I tried to solve this question by group action. Does $G/N$ acts on G? Is there someone who helps me?
Let $b$ be a generator of $N$ and let $a$ be a representative in $G$ of the generator of $G/N$. Since $G/N \cong \mathbb{Z}/3\mathbb{Z}$, $a^3=b^k$ for some integer $k$ and since $N$ is normal in $G$, $$aba^{-1}=b^m$$ with some integer $m$. From $(aba^{-1})(aba^{-1})=ab^2a^{-1}=b^{2m}$,
$$b=a^3ba^{-3}=b^{m^3},$$
which follows $m=1$. Therefore $G$ is abelian.
For the strucure of $G$, it is sufficient to consider $a^3=b^k$ with $0 \leq k \leq 2$. If $k=0$, then $G\cong\mathbb{Z}\oplus\mathbb{Z}/3\mathbb{Z}$. If $k=1$, then $b$ is generated by $a$, i.e. $G\cong\mathbb{Z}$. For $k=2$, $c=a^2b^{-1}$ satisfies $c^3=b$, which follows $G\cong\mathbb{Z}$.

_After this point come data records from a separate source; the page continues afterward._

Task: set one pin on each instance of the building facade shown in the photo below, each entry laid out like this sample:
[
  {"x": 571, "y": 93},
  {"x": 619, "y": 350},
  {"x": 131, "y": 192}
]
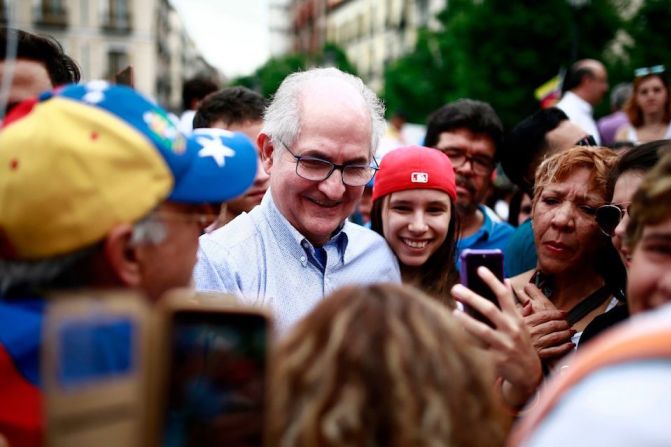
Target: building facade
[
  {"x": 106, "y": 36},
  {"x": 373, "y": 33}
]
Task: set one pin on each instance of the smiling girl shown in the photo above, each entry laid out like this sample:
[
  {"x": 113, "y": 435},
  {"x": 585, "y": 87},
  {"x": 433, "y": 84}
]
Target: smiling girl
[{"x": 413, "y": 208}]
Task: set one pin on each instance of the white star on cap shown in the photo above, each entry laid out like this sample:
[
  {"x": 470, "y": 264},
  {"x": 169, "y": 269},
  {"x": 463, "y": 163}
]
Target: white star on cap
[{"x": 213, "y": 147}]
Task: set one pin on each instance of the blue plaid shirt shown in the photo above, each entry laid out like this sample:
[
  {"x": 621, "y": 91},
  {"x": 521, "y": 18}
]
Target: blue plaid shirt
[{"x": 263, "y": 259}]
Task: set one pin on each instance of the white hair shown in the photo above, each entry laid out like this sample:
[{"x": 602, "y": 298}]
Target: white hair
[
  {"x": 149, "y": 231},
  {"x": 282, "y": 119}
]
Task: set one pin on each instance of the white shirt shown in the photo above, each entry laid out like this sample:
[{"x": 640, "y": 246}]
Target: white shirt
[{"x": 579, "y": 112}]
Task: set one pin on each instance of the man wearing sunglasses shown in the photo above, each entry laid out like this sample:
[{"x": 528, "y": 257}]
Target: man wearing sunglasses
[
  {"x": 584, "y": 87},
  {"x": 470, "y": 132},
  {"x": 317, "y": 144},
  {"x": 99, "y": 190}
]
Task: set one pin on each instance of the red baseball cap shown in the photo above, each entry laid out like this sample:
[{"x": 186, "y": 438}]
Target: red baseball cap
[{"x": 415, "y": 167}]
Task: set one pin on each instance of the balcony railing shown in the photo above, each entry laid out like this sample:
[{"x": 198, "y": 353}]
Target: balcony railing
[{"x": 51, "y": 15}]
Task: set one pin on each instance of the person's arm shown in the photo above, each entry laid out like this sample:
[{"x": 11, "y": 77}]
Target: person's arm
[{"x": 515, "y": 358}]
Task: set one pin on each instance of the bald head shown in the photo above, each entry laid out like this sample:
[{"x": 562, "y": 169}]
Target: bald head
[{"x": 588, "y": 79}]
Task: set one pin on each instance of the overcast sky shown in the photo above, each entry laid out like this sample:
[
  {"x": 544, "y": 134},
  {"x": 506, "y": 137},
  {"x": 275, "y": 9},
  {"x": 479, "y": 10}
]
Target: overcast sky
[{"x": 232, "y": 34}]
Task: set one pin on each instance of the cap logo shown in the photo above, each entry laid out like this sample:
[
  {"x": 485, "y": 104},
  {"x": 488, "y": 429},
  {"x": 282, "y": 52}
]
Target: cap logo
[
  {"x": 162, "y": 128},
  {"x": 213, "y": 147},
  {"x": 419, "y": 177}
]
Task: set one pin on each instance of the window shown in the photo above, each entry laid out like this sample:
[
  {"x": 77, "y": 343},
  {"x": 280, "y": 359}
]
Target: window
[{"x": 116, "y": 15}]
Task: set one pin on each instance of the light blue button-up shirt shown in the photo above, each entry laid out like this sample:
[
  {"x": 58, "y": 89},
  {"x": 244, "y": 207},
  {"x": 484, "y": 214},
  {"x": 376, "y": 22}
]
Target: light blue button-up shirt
[{"x": 263, "y": 259}]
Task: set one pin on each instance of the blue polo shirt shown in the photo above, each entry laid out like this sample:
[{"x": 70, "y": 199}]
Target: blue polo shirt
[
  {"x": 521, "y": 250},
  {"x": 494, "y": 233}
]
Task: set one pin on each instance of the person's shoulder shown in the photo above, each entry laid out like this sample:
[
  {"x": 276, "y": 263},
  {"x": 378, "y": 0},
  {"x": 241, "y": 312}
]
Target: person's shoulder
[
  {"x": 363, "y": 238},
  {"x": 622, "y": 132},
  {"x": 519, "y": 281}
]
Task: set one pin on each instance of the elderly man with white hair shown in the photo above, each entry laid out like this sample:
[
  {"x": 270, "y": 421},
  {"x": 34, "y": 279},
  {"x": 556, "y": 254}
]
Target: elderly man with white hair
[{"x": 317, "y": 144}]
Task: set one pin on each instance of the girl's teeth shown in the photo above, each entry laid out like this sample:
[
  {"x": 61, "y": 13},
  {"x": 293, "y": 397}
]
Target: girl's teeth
[{"x": 415, "y": 244}]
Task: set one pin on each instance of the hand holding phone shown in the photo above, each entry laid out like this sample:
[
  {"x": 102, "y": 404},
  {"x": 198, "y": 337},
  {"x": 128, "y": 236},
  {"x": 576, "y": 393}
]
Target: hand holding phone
[{"x": 471, "y": 260}]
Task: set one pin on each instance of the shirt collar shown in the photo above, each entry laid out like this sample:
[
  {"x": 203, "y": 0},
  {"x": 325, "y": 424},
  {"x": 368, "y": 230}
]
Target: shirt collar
[{"x": 285, "y": 231}]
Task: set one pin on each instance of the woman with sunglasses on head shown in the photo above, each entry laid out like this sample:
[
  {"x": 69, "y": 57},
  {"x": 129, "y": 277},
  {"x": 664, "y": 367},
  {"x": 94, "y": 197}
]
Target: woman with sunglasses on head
[
  {"x": 648, "y": 108},
  {"x": 576, "y": 277},
  {"x": 413, "y": 209}
]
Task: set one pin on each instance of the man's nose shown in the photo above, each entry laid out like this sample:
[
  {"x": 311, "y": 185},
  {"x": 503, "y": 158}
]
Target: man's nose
[
  {"x": 418, "y": 222},
  {"x": 333, "y": 187}
]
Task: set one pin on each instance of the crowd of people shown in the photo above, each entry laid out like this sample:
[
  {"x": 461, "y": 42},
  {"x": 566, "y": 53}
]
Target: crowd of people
[{"x": 100, "y": 188}]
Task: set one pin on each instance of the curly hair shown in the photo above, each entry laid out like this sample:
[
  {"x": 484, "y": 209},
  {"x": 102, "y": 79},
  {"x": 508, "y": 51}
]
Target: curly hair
[
  {"x": 651, "y": 204},
  {"x": 382, "y": 365},
  {"x": 46, "y": 50}
]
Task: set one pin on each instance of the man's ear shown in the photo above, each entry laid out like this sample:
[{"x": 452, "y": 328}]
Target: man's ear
[
  {"x": 122, "y": 257},
  {"x": 266, "y": 151}
]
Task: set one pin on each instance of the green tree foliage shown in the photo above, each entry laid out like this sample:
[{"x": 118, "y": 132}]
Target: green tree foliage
[
  {"x": 649, "y": 32},
  {"x": 267, "y": 78},
  {"x": 497, "y": 51}
]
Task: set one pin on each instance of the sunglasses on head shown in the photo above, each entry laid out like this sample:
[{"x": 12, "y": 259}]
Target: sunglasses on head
[
  {"x": 645, "y": 71},
  {"x": 587, "y": 140},
  {"x": 608, "y": 217}
]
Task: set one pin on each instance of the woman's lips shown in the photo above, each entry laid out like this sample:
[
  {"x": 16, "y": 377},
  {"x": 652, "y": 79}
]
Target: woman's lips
[{"x": 556, "y": 247}]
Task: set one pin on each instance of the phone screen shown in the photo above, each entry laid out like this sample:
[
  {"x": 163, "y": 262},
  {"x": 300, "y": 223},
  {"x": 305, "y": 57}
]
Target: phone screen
[
  {"x": 217, "y": 382},
  {"x": 471, "y": 260},
  {"x": 95, "y": 350}
]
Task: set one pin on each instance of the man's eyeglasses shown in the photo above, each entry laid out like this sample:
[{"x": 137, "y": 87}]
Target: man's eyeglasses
[
  {"x": 587, "y": 140},
  {"x": 480, "y": 164},
  {"x": 646, "y": 71},
  {"x": 608, "y": 217},
  {"x": 318, "y": 170}
]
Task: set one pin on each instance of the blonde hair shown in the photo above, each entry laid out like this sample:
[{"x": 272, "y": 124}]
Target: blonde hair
[
  {"x": 632, "y": 109},
  {"x": 381, "y": 365},
  {"x": 599, "y": 160},
  {"x": 651, "y": 204}
]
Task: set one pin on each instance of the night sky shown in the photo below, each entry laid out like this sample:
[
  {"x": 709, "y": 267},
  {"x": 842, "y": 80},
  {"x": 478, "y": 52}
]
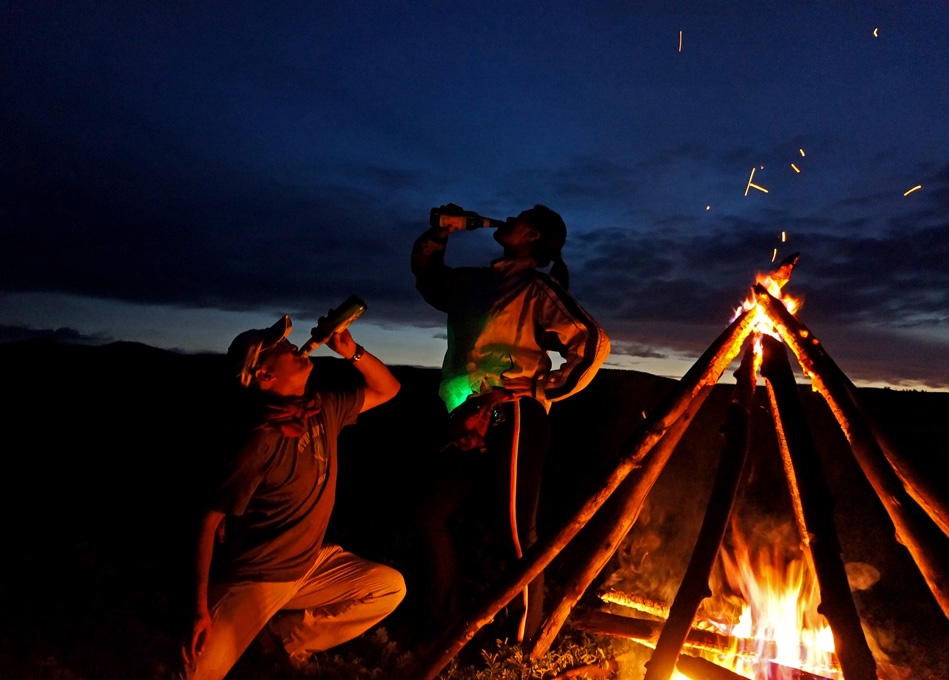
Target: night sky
[{"x": 174, "y": 173}]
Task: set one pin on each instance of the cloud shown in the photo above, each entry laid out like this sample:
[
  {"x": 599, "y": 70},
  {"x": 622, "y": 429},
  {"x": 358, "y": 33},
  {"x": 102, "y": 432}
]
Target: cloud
[{"x": 64, "y": 335}]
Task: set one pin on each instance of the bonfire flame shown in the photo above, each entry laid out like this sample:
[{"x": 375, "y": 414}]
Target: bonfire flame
[
  {"x": 775, "y": 592},
  {"x": 774, "y": 284}
]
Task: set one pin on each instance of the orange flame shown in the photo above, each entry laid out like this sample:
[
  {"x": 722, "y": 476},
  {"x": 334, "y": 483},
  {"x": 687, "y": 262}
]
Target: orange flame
[
  {"x": 774, "y": 592},
  {"x": 774, "y": 283}
]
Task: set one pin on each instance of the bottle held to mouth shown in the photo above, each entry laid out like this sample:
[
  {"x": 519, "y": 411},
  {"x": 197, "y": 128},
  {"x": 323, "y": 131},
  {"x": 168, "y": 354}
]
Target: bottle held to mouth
[
  {"x": 454, "y": 217},
  {"x": 336, "y": 321}
]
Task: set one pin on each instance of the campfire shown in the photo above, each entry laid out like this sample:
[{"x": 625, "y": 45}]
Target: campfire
[{"x": 769, "y": 616}]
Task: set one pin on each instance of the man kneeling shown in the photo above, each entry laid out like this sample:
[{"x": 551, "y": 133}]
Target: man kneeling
[{"x": 277, "y": 494}]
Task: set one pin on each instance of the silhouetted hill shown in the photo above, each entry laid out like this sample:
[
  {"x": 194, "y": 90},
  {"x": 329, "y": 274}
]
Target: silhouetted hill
[{"x": 108, "y": 449}]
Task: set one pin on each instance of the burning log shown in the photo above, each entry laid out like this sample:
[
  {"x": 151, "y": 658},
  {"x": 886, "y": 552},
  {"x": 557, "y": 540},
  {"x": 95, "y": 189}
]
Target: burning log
[
  {"x": 698, "y": 668},
  {"x": 842, "y": 398},
  {"x": 637, "y": 602},
  {"x": 814, "y": 507},
  {"x": 592, "y": 671},
  {"x": 631, "y": 496},
  {"x": 647, "y": 632},
  {"x": 694, "y": 587},
  {"x": 705, "y": 372},
  {"x": 921, "y": 540}
]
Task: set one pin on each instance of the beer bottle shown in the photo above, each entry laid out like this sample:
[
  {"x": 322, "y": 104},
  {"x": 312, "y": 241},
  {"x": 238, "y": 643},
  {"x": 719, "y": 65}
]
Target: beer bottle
[{"x": 334, "y": 322}]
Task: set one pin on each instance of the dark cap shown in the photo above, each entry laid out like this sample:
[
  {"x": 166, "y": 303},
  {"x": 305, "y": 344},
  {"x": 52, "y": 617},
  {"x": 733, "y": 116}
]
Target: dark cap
[
  {"x": 553, "y": 233},
  {"x": 243, "y": 355}
]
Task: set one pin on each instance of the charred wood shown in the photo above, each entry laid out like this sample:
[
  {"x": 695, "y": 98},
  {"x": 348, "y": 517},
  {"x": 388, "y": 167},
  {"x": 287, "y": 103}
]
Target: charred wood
[
  {"x": 815, "y": 510},
  {"x": 705, "y": 372},
  {"x": 694, "y": 587},
  {"x": 631, "y": 495},
  {"x": 923, "y": 540}
]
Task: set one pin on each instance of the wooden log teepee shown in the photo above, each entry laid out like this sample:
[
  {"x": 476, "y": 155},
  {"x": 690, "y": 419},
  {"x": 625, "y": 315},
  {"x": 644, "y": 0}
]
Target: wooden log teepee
[{"x": 889, "y": 474}]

Consider an element $b$ outside $N$. Since $b^3 \in N$ and $N$ is abelian the map $x \mapsto bxb^{-1}$ is an automorphism of $N$ whose order divides $3$. Since Aut($\mathbb{Z}$) = $\mathbb{Z}_2$, conjugation must be trivial, i.e. group must be abelian.